Editor's Choice

Effectiveness, efficiency, and leadership

BMJ 2009; 338 doi: https://doi.org/10.1136/bmj.b1781 (Published 30 April 2009) Cite this as: BMJ 2009;338:b1781
  1. Trish Groves, deputy editor, BMJ
  1. tgroves{at}bmj.com

    After years of investment to bring the NHS into line with the European Union average for healthcare funding, the money is drying up. That’s hardly surprising, given the global financial crisis and the UK’s national debt. But what will it mean for patients, doctors, and other healthcare workers? Between four and 10 years of austerity, according to Chris Ham (doi:10.1136/bmj.b1760), and Nicholas Timmins (doi:10.1136/bmj.b1754), as they review the Chancellor of the Exchequer’s recent budget statement and its implications for the NHS.

    Chris Ham likens the coming funding freeze to bereavement and warns against magical thinking. He means that politicians shouldn’t depend on the private sector for salvation, and that NHS organisations should overcome their fright and quickly engage doctors in making changes that save money and improve outcomes. Doctors, meanwhile, should become better leaders, raise quality, and help to reduce wasteful and unfair variations in practice.

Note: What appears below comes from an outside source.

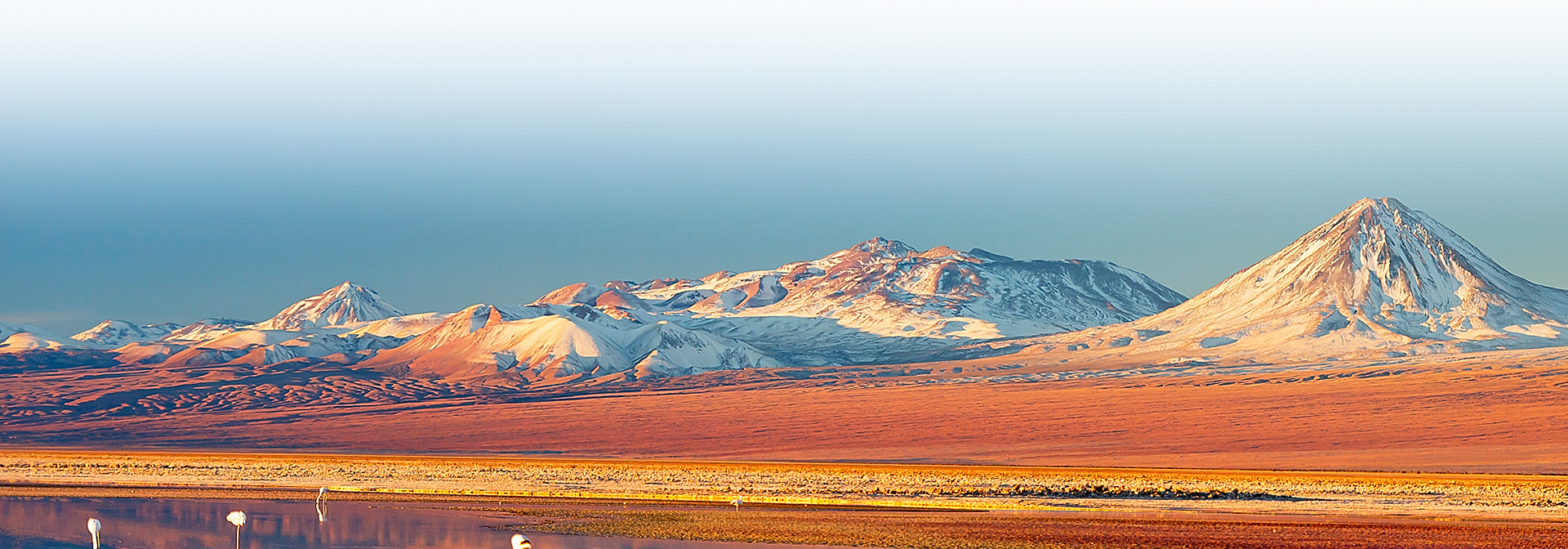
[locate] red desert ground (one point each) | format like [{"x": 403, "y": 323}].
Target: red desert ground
[{"x": 1377, "y": 368}]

    Good timing, then, for the BMJ/King’s Fund debate on 28 April on doctors as leaders. Alan Maynard proposed the motion that “This House believes doctors are neglecting their duty to lead health service change” and exhorted doctors to take the NHS into “the EBM Promised Land advocated by Archie Cochrane and other significant leaders” (BMJ 2009;338:b1578, doi:10.1136/bmj.b1578). Cochrane, of course, was one of the founders of British epidemiology and author of the seminal book Effectiveness and Efficiency: Random Reflections on Health Services (London: Nuffield Provincial Hospitals Trust, 1972). Unlike the healthcare trials he called for, his reflections were far from random. More than 30 years on, Paul Glasziou is still arguing for the same thing—that, as most good ideas don’t work, there should be no new initiatives without piloting and external evaluation (doi:10.1136/bmj.b1765).

    Paul was responding to Tony Delamothe, who got in well before the budget to propose 10 relatively painless cuts that the NHS could make while maintaining necessary focus on patient care (BMJ 2009;338:b1457, doi:10.1136/bmj.b1457). Actually, there were nine because the 10th slot was left blank for readers’ proposals. Most responders agreed with Tony’s suggestions, particularly those to cut the drug budget and to call off reorganising—or redisorganising—anything for the next five years. Christopher Burns-Cox added that the maximum salary for all staff should be £150 000, or five times that of the lowest paid in the service: “if people will not work for this amount they are not the sort of people we need in the NHS” (doi:10.1136/bmj.b1765).

    You may be feeling depressed after reading all this. We hope you might take heart from (and perhaps refuge in) the BMJ’s online archive, which now goes back to the journal’s birth in 1840 (doi:10.1136/bmj.1744). It’s an extraordinary record of medical ideas, evaluations, achievements, and individuals. We’re justly proud of it and hugely grateful to the US National Library of Medicine and the UK’s Wellcome Trust and Joint Information Systems Committee who made it happen. It’s yours, however, as much as it is ours, and we want you to use it. To spur you on we’re running a competition for articles reporting the best use of the archive, and will publish the winning article in this year’s Christmas BMJ (terms and conditions at www.bmj.com/cgi/doi/10.1136/bmj.b1770).